Several experts on the panel expressed frustration that initial government aid was poorly targeted, spreading smaller amounts of money more diffusely rather than focusing on the households and businesses that would be most affected by pandemic shutdowns. Now, there is a risk that in rushing to get money out the door, the same mistakes can happen again.
One of the risks of rushed decision-making is that aid worsens inequality and puts disadvantaged communities at greater risk, said Heather Higginbottom of JPMorgan Chase’s PolicyCenter, who previously held positions at the State Department and the Office of Management and Budget under President Barack Obama:
“I think you hear some of the frustration: ‘Why hasn’t there been action yet?’ Because you make much better policy when you have a deliberate opportunity to really work through some of these issues than you do when you’re forcing something potentially in a lame-duck.”

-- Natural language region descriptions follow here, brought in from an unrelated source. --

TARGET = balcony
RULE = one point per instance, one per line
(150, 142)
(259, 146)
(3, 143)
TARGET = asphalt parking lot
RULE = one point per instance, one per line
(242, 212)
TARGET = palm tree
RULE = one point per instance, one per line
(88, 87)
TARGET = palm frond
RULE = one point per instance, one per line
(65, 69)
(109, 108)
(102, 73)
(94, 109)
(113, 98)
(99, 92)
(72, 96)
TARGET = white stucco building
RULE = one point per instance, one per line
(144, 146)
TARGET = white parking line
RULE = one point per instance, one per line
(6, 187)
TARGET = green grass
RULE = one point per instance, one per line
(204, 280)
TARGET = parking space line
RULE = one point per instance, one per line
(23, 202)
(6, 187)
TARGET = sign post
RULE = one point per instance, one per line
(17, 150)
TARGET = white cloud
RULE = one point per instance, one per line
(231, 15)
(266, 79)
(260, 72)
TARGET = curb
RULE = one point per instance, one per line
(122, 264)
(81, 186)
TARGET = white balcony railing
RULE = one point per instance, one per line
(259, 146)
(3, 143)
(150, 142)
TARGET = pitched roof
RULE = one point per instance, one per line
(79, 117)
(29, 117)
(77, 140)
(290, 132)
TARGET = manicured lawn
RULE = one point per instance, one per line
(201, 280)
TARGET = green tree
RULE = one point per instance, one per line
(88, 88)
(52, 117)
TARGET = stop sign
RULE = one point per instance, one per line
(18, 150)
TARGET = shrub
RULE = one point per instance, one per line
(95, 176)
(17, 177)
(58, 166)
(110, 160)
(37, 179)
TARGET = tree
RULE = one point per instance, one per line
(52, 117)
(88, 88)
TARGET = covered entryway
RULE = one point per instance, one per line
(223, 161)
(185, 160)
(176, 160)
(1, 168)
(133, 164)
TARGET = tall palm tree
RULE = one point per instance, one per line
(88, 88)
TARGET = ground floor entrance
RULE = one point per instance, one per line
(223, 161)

Darrick Hamilton of the New School laid out some overlooked but crucial mechanisms to promote greater equity that should be taken into account, and perhaps weren’t in the first round of stimulus. Underbanked Black-owned businesses, for example, couldn’t receive aid money easily, even though they were eligible for it. And then, returning to the subject of debt, he said that policymakers should consider forgiving some types of household debt that could hang over people long after the pandemic was over:
“We’re kicking the ball down the road with regards to evictions and foreclosures, which is the right thing to do, to put moratoriums on evictions. But there’s still a lot of people that are way underwater. So I think we need to start thinking about some forgiveness with debt in a variety of ways. Obviously, student debt, but some way that’s creative to addressing the fact that you’re going to have some people, when we open up, that are going to be way below and way behind.”
It won’t be business as usual — legally speaking — after the pandemic.
Suzanne Clark of the Chamber of Commerce noted that companies were worried about health liability as they open up, and even after the pandemic subsides. That could be a drag on growth, she said:
“We continue to hear from small businesses that are really concerned about liability. And there’s a precedent, we did it after 9/11, where there can be very targeted, very temporary, very focused liability protections for businesses that open up, following the current public health guidelines, doing everything they possibly can to keep people healthy. I’m not talking about bad actors, but people who are really doing everything that we currently know to do to keep people healthy, and opening their doors. They’re really concerned that at the end of the day they’re going to wake up and have this whole other reason to go bankrupt when they’re sued over it.”
To jump start the economy and bring a divided nation back together, invest in infrastructure.
The pandemic revealed the places where America’s technological infrastructure had grown worn and thin, from communities that lacked the broadband access needed for online work and learning to government systems that buckled under demand for virus tests. Investment in infrastructure has long been an issue with bipartisan support, and offers the opportunity to directly employ people while improving communities.
“At a time when agreement on common things is not abundant, I would start there,” said Félix V. Matos Rodríguez of the City University of New York. He laid out a vision for infrastructure spending that his fellow experts endorsed, and tied together many of the themes addressed throughout the discussion:
“It has the advantage that it touches upon many of the subjects that we discuss here — in the ways that you can do it, in terms of bringing additional wealth equality and things like that. There are the obvious things, which everybody mentions when they think about infrastructure, which are roads, tunnels and things like that. I think that you have to add our I.T. infrastructure, which in the pandemic we saw how reliant we are on it and how those gaps really come back to haunt us, for the business community, for the educational community, for all sectors of society and the economy.”